P < 0.05 was defined as the limit of statistical significance. All statistical analyses were performed using SAS software version 6.12 (SAS Institute, Cary, NC).
RESULTS
From the original cohort, 232 diabetic subjects were selected for study, including 23 with MA and 209 with normoalbuminuria (Fig. 1). All subjects had follow-up for 7 years after their baseline evaluation. During the course of the study, 120 subjects were lost to follow-up or refused to participate, and 2 subjects died. Thus, a total of 110 (48%) diabetic subjects completed the longitudinal study (83% of the cases and 44% of the control subjects). Of this group, 11 subjects were excluded from the analysis because the criteria for frequency matching were not met. Comparisons between participants and those lost to follow-up showed no differences between the two groups with respect to their baseline characteristics (data not shown).
Baseline variables associated with MA
Table 1 describes the clinical and metabolic characteristics of diabetic subjects at baseline by type of diabetes and group. In the groups with type 1 and type 2 diabetes, the normoalbuminuric and microalbuminuric subjects did not differ with respect to BMI, blood pressure, GHb, lipids, smoking, or family history of hypertension. In both types of diabetes, more female subjects had MA at baseline, and the overall difference was statistically significant.
Risk of progression to MA and DN
Over the 7-year observation period, five (56%) of the microalbuminuric subjects with type 1 diabetes became normoalbuminuric, three (33%) remained microalbuminuric, and one (11%) developed DN. Among the normoalbuminuric subjects with type 1 diabetes, six (11%) developed MA and one (2%) progressed to DN. Of the subjects with type 2 diabetes, four (57%) of the microalbuminuric subjects became normoalbuminuric, three (43%) remained microalbuminuric, and none progressed to DN. Among the normoalbuminuric subjects with type 2 diabetes, seven (24%) developed MA and five (17%) progressed to DN.
Thus, of the subjects with MA at baseline, 56% regressed to normoalbuminuria. No statistically significant association was found between age and regression (data not shown).
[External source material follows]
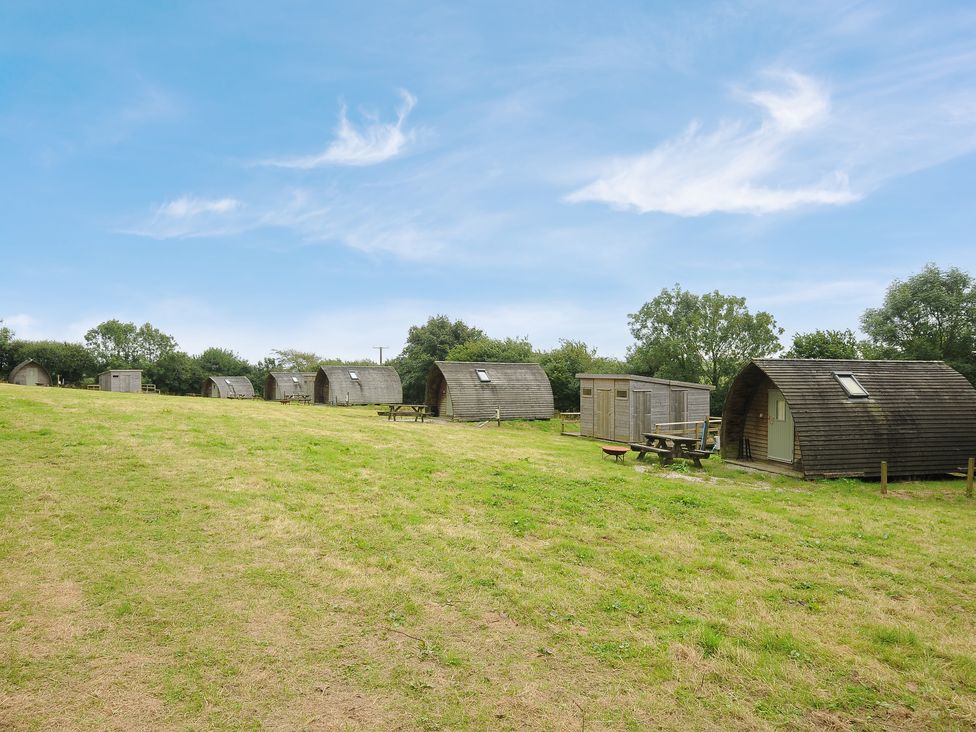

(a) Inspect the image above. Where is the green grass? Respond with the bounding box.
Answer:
[0,385,976,730]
In the microalbuminuric subjects who regressed to normoalbuminuria, baseline GHb levels were significantly lower compared with nonregressors. No significant association was found between ACE inhibitor use at follow-up and regression to normoalbuminuria. Only three (33%) of regressors (all with type 2 diabetes) were on ACE inhibitor treatment at follow-up compared with five (71%) of the nonregressors (two [50%] with type 1 and three [100%] with type 2 diabetes).
Predictors of progression to MA and DN
Table 2 presents the baseline clinical and metabolic characteristics of the subjects who progressed from normoalbuminuria to MA or from MA to DN and those who did not progress by type of diabetes. Because the baseline characteristics of nonprogressors with normoalbuminuria or MA did not differ significantly (data not shown), they were combined as one group.
In the type 1 diabetic subjects, systolic blood pressure, GHb, and triglycerides were significantly higher in progressors compared with nonprogressors. In this group, more progressors were treated with ACE inhibitors at follow-up compared with nonprogressors (88 vs. 6%). In the type 2 diabetic subjects, GHb and triglycerides were significantly higher in progressors compared with nonprogressors. ACE inhibitor use at follow-up did not differ between the two groups. In both types of diabetes, progressors and nonprogressors did not differ with respect to age, sex, BMI, diastolic blood pressure, total cholesterol, HDL, smoking, or family history of hypertension. Duration of diabetes did not differ among groups, but it tended to be lower in nonprogressors.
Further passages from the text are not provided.